What FCF Measures and Why It Is Harder to Manipulate
Free cash flow equals operating cash flow minus capital expenditures. Operating cash flow starts with net income and adjusts for non-cash items (depreciation, amortization, stock-based compensation) and changes in working capital. Subtracting capex produces the cash available after the company has maintained and invested in its asset base -- the number that can actually be returned to shareholders, used to repay debt, or reinvested in growth. This is why Warren Buffett's 'owner earnings' concept -- approximately operating income plus depreciation minus maintenance capex -- closely tracks free cash flow as the more economically honest measure of what a business actually earns.
Accounting earnings have multiple escape hatches that allow management to influence reported profitability: revenue recognition timing, depreciation schedules, capitalization versus expensing decisions, and reserve levels. Free cash flow has fewer. Cash collected from customers is cash; cash paid to suppliers and employees is cash. The primary manipulation available in operating cash flow is working capital management -- stretching payables (taking longer to pay suppliers) and accelerating receivables (collecting from customers faster) can temporarily boost cash flow.
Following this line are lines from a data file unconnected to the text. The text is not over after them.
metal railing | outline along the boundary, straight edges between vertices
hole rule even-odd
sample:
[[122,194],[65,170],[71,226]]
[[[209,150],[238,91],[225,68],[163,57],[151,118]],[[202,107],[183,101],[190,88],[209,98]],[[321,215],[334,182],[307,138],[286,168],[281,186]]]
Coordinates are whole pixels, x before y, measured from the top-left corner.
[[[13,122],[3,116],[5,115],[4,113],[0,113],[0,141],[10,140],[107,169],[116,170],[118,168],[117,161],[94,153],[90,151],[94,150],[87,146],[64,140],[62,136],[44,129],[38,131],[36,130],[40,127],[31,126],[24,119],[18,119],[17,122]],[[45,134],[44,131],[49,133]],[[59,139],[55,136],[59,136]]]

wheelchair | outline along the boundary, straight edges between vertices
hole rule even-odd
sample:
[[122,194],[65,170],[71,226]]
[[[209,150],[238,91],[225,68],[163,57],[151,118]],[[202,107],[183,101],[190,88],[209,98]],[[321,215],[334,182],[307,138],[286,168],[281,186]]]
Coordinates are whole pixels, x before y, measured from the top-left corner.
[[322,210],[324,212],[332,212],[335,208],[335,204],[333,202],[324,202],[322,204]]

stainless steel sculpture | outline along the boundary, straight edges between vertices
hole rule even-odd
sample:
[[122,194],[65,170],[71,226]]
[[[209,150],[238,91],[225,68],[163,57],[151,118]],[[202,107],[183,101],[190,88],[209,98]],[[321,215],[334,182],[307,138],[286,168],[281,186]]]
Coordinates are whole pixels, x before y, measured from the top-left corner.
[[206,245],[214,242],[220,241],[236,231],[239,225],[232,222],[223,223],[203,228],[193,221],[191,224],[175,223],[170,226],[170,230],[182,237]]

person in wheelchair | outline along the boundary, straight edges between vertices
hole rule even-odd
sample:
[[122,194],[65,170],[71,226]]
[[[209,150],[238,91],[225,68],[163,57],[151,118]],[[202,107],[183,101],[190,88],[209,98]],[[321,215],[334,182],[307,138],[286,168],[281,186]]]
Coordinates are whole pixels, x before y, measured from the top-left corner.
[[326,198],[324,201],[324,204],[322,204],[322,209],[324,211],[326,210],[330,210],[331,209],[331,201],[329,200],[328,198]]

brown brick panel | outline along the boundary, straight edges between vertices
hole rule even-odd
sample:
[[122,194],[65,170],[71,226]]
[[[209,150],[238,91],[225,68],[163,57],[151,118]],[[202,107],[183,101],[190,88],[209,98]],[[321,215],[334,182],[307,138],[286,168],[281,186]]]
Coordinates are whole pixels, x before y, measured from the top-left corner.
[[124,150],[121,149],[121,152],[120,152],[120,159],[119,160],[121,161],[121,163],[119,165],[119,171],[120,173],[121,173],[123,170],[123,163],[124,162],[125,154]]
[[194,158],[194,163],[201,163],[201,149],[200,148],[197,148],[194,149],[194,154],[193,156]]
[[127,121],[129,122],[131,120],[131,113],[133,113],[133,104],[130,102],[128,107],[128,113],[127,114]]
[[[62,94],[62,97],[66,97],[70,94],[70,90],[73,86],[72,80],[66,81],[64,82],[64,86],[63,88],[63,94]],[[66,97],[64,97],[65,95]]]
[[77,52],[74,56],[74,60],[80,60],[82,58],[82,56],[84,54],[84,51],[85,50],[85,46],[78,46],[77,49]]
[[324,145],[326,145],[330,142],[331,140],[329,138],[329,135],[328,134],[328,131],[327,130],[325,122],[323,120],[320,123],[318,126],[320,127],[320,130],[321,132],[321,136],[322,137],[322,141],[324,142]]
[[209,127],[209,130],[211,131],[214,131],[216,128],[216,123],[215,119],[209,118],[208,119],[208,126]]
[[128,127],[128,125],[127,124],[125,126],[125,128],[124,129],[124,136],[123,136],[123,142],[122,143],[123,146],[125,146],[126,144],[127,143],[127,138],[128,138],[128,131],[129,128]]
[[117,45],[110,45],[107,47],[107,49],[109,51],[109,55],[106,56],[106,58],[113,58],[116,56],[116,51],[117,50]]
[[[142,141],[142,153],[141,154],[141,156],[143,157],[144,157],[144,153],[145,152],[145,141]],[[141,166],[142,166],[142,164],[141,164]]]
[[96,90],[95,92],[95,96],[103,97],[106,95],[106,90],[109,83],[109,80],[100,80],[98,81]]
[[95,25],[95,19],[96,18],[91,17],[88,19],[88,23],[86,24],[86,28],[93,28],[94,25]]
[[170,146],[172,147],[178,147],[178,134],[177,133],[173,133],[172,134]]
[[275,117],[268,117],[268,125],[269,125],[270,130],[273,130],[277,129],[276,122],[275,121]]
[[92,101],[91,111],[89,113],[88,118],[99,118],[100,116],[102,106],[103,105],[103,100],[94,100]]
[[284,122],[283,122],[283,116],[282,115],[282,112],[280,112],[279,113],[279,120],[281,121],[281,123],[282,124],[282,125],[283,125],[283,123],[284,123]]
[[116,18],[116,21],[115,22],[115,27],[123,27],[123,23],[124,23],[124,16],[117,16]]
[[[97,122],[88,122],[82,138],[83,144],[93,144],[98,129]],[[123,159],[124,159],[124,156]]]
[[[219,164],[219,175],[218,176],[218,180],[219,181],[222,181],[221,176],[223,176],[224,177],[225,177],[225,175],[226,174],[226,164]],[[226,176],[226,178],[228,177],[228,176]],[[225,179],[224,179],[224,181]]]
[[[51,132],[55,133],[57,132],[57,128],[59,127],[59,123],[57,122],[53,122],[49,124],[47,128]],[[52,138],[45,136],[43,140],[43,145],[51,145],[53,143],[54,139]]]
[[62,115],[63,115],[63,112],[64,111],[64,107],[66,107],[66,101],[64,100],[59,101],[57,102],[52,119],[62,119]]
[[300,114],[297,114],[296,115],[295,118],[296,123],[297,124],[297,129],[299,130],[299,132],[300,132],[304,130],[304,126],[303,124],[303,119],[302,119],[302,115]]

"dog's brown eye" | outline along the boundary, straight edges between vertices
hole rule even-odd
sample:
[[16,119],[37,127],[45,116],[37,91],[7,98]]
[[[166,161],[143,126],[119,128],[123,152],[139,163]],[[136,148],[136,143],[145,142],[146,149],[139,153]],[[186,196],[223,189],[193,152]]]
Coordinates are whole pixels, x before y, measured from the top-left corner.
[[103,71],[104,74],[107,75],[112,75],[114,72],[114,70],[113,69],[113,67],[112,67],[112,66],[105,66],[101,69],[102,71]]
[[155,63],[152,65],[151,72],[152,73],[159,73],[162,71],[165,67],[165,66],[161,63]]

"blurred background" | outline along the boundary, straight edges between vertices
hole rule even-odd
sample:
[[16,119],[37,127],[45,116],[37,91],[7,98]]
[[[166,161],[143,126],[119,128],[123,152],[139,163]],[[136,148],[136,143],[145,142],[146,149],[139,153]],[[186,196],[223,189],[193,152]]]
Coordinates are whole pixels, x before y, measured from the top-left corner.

But these levers are limited by supplier relationships and customer terms, and the effect reverses in subsequent periods.
The gap between net income and FCF is an informative signal in both directions. A business that generates significantly more FCF than net income -- because depreciation charges exceed maintenance capex needs -- is producing accounting earnings that understate real cash generation. Many asset-light businesses (software, consumer brands) fall into this category. Conversely, a business where net income consistently exceeds FCF is consuming cash to grow -- which is fine for a rapidly expanding company building competitive infrastructure, and a warning sign for a mature company with limited growth requiring disproportionate cash consumption.